Washington State adapted the Green Communities Criteria to release a new affordable housing green standard for all projects that receive support through the state’s Housing Trust Fund. Also in 2007, Cleveland Mayor Frank G. Jackson announced a sweeping policy requiring new single-family homes to meet the Green Communities Criteria.

And following some intense policy-advancement work, in early 2008 Enterprise lauded the U.S. House’s passage of the landmark HOPE VI Improvement and Reauthorization Act. The bill provides $800 million annually through 2013 for mixed-income communities that incorporate the Green Communities Criteria. Never before has the House passed legislation authorizing holistic environmental principles in a major housing program.

THE TRIPLE BOTTOM LINE:
MEASURING WHY GOING GREEN MATTERS

A study by the U.S. Department of Housing and Urban Development found that modest, cost-effective improvements in housing design, construction and materials can dramatically reduce asthma symptoms in low-income children. 

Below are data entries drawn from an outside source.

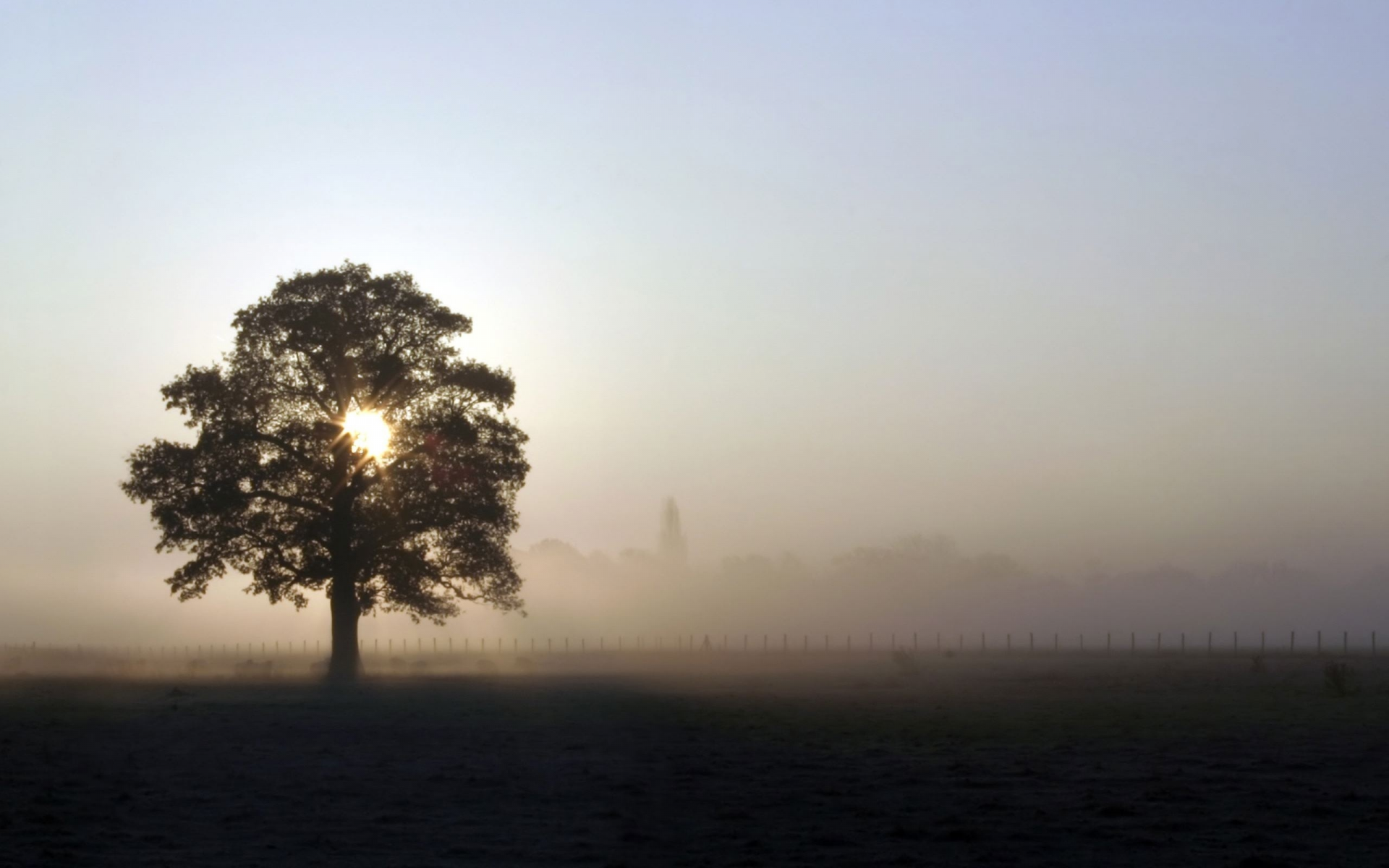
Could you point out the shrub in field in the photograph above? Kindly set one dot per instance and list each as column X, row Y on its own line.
column 1339, row 678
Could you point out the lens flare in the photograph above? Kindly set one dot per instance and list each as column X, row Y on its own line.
column 368, row 433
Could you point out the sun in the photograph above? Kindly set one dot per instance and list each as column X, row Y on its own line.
column 368, row 433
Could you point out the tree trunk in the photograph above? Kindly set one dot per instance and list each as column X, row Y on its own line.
column 345, row 663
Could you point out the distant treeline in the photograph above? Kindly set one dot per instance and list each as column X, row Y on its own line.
column 928, row 584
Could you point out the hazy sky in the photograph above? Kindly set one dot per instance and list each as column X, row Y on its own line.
column 1064, row 279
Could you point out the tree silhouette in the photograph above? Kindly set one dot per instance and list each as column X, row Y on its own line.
column 291, row 481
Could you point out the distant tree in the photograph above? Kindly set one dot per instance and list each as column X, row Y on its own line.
column 671, row 542
column 342, row 445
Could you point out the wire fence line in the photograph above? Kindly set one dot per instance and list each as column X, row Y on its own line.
column 1132, row 643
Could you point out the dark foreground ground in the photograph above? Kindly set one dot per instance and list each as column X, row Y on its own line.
column 996, row 762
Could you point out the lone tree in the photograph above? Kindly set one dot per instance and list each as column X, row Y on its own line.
column 342, row 445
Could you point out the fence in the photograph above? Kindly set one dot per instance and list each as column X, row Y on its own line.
column 747, row 643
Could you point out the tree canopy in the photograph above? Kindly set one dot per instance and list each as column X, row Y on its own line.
column 279, row 485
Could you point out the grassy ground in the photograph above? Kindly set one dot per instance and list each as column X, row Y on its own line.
column 727, row 762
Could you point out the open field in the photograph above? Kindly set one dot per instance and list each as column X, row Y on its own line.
column 755, row 760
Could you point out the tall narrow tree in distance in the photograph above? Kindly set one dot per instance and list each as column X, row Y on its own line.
column 344, row 445
column 670, row 545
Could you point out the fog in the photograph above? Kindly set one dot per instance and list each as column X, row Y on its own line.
column 1094, row 292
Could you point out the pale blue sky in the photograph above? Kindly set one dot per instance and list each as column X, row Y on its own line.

With more than 11,000 Green Communities homes completed or under way comes the opportunity to analyze the costs and benefits of green affordable housing.

Emerging Green Communities data supports findings that green homes alleviate asthma. The data also show that affordable housing can be green for little if any higher costs and that green developments generate substantial energy and water savings, while reducing greenhouse gas emissions. Results of Enterprise’s ongoing evaluation effort, generously supported by an anonymous funder, will be available at www.greencommunitiesonline.org starting in late 2008.

Enterprise Community Partners President and CEO Doris Koo testifies before a House subcommittee on the benefits of the Green Communities Criteria.